Ahh. It’s java… Then the overhead of any approximation should pretty quickly be greater than the gain. Nice screenies, though. I like the bloom effect.

Yeah i have a softspot for java :)

If you’re interested, the bloom effect is achieved by saving the overflow of each pixel in a buffer (that is, the part of the color that is not rendered because it is above 255 in intensity). When the scene is rendered i do a post process pass where i apply box blur to the overflow buffer (can be done in O(n) complexity) and blend it unto the rendering surface using additive blending.

0
102 Nov 14, 2005 at 04:45

@weevil

Yeah i have a softspot for java :)

Then you should definitely try C++. Right now! :w00t:

The fastest normalization I know uses SSE assembly. It has two instructions that approximate a square root and a reciprocal and execute in just one clock cycle. Their precision is 12 mantissa bits, which is plenty for the normalization in lighting functions. Assembly instructions are directly accessible from C++.

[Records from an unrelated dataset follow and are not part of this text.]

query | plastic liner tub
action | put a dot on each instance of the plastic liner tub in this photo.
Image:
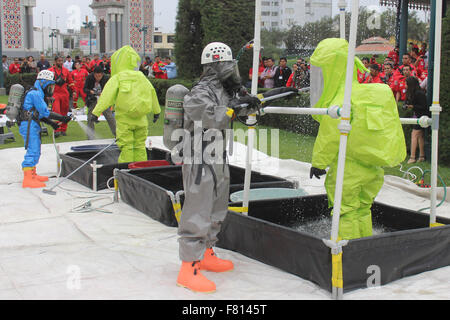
(97, 177)
(153, 190)
(281, 233)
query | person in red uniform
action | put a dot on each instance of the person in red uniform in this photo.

So, unless you really want a cross-platform software renderer, Java is a dead end street. Most approximations and low-level ‘optimizations’ just slow things down. If you want to stick with Java, forget about perfomance almost completely. With C++ and assembly you can really do some nifty stuff.

0
101 Nov 14, 2005 at 13:19

I can certainly understand your point of view Nick, square root in 1 cycle sounds allmost too good to be true :). I’ve been coding C++ (and even asm) in the past and are well aware of the advantages these languages has.

However the point of my project was never to build a 3d engine that could be used for games (or anything really) but simply to prove to myself I can do it myself, without the use of hardware. So I would rather work in an environment I feel comfortable with (Java) than an environment i hate but gives me better performance (native c++).

Trying to optimize something like square root was probably just force of habbit from my C++ days, and a case of me underestimating the overhead of envoking methods etc. in Java.